True to the pole, by thee the pilot guides

His steady course amid the struggling tides,

Braves with broad sail the immeasurable sea,

Cleaves the dark air, and asks no star but thee!’

This is the true false gallop of the sublime. Yet steel is a very useful metal, and doubtless performs all these wonders. But it has not, among so many others, the virtue of amalgamating with the imagination. We might quote also his description of the spinning-jenny, which is pronounced by Dr. Aikin to be as ingenious a piece of mechanism as the object it describes; and, according to Lord Byron, this last is as well suited to the manufacture of verses as of cotton-twist without end.

3. Natural interests are those which are real and inevitable, and are so far contradistinguished from the artificial, which are factitious and affected. If Lord Byron cannot understand the difference, he may find it explained by contrasting some of Chaucer’s characters and incidents with those in the Rape of the Lock, for instance. Custance floating in her boat on the wide sea, is different from Pope’s heroine,

‘Launched on the bosom of the silver Thames.’
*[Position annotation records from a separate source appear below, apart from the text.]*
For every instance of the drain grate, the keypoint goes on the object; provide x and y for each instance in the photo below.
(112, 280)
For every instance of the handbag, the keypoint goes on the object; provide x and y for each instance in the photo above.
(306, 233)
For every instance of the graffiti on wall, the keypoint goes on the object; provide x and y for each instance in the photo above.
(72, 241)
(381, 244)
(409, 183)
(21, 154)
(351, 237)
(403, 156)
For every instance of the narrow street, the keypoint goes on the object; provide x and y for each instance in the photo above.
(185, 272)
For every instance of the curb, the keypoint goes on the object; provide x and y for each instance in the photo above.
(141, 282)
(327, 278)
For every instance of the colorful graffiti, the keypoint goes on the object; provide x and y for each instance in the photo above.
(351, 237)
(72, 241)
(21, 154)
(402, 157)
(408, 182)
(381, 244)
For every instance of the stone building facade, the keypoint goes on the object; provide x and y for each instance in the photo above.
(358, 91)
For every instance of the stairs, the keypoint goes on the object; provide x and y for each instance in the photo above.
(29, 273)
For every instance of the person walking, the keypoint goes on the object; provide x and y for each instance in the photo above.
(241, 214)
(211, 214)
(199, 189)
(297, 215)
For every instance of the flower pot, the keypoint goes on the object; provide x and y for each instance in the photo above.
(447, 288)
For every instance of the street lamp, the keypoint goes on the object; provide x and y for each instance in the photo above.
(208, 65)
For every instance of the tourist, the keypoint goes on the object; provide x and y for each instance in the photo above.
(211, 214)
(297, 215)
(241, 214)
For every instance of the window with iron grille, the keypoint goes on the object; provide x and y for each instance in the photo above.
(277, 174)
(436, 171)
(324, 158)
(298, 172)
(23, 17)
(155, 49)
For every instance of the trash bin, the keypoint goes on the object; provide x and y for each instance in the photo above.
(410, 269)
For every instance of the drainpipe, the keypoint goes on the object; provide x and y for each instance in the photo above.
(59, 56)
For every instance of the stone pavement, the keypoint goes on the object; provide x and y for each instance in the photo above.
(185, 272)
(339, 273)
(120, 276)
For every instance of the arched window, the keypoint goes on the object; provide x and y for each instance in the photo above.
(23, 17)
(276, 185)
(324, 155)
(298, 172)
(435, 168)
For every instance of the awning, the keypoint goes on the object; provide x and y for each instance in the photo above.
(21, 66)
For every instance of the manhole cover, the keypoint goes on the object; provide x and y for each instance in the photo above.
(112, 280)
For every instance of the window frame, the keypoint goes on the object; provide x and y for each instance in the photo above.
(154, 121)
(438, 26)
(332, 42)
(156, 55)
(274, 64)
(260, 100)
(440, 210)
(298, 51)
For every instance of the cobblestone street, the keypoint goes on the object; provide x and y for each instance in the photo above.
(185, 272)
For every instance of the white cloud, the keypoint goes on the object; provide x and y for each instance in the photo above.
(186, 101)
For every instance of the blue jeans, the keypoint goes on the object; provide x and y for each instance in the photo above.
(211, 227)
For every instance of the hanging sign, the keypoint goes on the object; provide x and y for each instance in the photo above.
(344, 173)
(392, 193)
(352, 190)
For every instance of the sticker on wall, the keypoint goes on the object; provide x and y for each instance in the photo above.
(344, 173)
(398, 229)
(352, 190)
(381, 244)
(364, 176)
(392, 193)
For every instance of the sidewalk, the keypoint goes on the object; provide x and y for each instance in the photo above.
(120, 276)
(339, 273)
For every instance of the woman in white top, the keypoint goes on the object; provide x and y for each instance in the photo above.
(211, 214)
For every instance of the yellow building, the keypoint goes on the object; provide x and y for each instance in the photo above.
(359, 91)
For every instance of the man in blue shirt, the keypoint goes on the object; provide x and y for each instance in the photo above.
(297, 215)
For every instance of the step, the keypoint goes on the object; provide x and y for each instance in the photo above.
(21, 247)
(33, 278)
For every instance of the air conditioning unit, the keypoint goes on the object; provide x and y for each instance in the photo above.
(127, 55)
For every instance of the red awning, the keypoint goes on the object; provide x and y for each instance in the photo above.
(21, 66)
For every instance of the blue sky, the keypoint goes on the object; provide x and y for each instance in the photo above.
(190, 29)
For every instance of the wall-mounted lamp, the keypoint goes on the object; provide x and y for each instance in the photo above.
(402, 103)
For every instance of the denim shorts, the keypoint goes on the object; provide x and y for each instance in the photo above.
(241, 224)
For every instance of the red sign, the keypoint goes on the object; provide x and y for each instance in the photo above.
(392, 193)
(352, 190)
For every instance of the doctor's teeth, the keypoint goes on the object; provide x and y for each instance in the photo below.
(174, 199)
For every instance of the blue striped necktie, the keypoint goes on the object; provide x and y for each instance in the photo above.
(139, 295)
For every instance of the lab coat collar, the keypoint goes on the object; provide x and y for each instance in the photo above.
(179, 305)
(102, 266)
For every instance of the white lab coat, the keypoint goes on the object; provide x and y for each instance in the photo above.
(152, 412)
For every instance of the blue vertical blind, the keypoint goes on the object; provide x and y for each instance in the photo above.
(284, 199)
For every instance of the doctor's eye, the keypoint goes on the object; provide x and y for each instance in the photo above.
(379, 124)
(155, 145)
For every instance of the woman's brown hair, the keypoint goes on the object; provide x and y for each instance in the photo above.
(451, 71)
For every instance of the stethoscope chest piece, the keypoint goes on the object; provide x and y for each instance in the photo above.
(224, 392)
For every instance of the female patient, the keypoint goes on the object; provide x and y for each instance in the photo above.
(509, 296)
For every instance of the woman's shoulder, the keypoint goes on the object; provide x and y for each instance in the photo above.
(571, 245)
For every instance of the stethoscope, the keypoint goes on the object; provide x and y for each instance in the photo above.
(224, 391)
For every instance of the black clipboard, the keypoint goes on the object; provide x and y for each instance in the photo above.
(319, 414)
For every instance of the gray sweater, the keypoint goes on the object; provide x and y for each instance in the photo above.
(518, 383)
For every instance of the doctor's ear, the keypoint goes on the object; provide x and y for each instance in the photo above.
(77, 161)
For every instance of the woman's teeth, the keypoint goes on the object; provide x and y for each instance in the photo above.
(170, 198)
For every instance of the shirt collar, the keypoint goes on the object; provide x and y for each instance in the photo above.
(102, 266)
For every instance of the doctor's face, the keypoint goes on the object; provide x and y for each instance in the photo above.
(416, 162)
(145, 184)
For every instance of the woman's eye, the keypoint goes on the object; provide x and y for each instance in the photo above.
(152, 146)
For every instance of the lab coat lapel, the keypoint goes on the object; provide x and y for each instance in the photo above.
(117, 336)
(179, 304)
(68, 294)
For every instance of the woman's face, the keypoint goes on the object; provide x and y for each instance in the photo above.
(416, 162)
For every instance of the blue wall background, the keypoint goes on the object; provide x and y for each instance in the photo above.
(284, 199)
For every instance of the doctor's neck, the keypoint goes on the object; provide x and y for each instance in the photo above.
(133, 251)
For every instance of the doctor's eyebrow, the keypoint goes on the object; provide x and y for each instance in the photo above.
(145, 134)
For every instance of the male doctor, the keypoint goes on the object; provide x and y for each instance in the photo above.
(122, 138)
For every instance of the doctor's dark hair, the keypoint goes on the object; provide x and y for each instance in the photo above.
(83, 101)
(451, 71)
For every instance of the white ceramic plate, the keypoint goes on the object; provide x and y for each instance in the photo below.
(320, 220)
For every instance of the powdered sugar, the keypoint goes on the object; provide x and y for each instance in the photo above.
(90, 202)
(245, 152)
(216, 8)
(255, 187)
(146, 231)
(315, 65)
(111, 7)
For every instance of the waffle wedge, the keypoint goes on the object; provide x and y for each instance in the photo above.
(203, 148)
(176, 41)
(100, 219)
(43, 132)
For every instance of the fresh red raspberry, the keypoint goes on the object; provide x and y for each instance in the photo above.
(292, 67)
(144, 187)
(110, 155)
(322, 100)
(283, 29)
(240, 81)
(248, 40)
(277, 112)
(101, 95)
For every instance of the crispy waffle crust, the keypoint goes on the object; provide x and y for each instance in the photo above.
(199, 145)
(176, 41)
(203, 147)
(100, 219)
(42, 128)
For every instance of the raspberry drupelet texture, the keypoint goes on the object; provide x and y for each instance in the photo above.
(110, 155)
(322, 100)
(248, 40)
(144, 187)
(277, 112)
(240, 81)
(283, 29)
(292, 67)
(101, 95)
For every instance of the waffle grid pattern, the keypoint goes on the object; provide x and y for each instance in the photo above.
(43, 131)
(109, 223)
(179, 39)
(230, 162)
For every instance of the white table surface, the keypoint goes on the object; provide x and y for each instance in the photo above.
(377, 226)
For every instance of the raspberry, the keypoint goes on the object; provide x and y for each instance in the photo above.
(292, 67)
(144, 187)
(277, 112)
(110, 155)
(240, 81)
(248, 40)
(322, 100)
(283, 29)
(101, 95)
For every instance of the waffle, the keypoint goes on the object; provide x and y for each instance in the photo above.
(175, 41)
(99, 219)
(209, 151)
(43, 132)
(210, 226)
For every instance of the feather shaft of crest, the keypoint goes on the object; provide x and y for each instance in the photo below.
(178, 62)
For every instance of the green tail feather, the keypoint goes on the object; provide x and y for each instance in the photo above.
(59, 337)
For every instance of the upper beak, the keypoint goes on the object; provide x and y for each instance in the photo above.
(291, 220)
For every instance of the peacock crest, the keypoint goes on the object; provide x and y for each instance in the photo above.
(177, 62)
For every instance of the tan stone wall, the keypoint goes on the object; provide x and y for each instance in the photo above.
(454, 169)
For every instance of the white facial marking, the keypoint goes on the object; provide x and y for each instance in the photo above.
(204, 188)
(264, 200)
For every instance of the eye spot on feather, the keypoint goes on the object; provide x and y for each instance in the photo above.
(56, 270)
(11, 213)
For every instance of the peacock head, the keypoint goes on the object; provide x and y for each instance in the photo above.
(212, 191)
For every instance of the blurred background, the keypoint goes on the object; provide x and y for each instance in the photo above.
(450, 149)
Griselda’s loss of her children, one by one, of her all, does not belong to the same class of incidents, nor of subjects for poetry, as Belinda’s loss of her favourite curl. A sentiment that has rooted itself in the heart, and can only be torn from it with life, is not like the caprice of the moment—the putting on of paint and patches, or the pulling off a glove. The inbred character is not like a masquerade dress. There is a difference between the theatrical, and natural, which is important to the determination of the present question, and which has been overlooked by his Lordship. Mr. Bowles, however, formally insists (and with the best right in the world) on the distinction between passion and manners. But he agrees with Lord Byron, that the Epistle to Abelard is the height of the pathetic.